He leans in. Presses a soft kiss to my forehead. Then he grabs the Allen key from the shelf, unlocks the door, and walks out.
Ashton stands there, jaw fully unhinged, looking like she just witnessed the last five minutes ofTitanic.
Nathan nods politely as he passes her. “Hi, Ashton.”
Ashton doesn’t move. She just slowly turns to look at me, hair tousled, shirt wrinkled, breathless, and borderline feral in the storage room doorway.
She mouths, “What. The. Fuck.”
I don’t even have the energy to respond.
Because…same.
Chapter 21
Nathan
I slip into the bathroom before walking into my office, closing the door behind me like I’m hiding something. The mirror catches the smirk I’ve been fighting since I left the bakery. My shirt’s half-tucked, my tie hanging loose. I fix both, trying to look like a man who didn’t just lose control in a storage room.
Cold water runs over my hands, but it does nothing to cool the heat under my skin. I can still taste her. Feel her fingers digging into my shoulders. The sound she made when I pressed her against the wall keeps replaying in my head. I shouldn’t be thinking about it, but I am. Every damn detail.

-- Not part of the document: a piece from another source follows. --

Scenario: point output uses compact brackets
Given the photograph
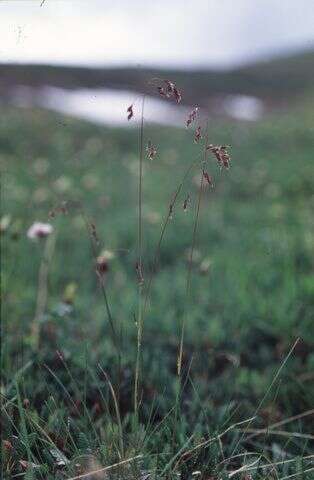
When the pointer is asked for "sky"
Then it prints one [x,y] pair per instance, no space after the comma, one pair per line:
[179,33]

I laugh under my breath and shake my head. Get it together, Reign.
I grab a paper towel, dry my hands, and toss it into the trash. That’s when I see it.
A white stick. Two faint pink lines. I freeze.
For a second, it’s like the air gets sucked out of the room.
A pregnancy test. Here. In the trash.
It’s not hers. It’s not mine. But unease crawls through me anyway.
Is this a sign?
Am I being smart right now? Have I ever been?
I can’t stop thinking about it—how easily one moment of carelessness could change everything.
By the time I leave the bathroom, that stupid grin is gone. But my pulse is still hammering. I walk into my office, drop into the chair, and don’t even touch my laptop.
The journal sits there, waiting.
I stare at it for a long moment.
This is exactly the kind of thing I’d normally pretend didn’t mean anything. Exactly the kind of door I’d normally keep closed.
I don’t.
I reach for the journal instead.
And as the pen hits the page, I’m already back there, back to the day everything almost changed.
I’d counted every ring of her phone since sunrise.
Seven calls, eleven unanswered texts. That had never happened before. Maddison was the one who couldn’t stand the smallest pause in a conversation.
By late afternoon, I’d memorized the curve of the ceiling crack above my bed. Bishop would call it paranoia; I called it instinct. Something was wrong.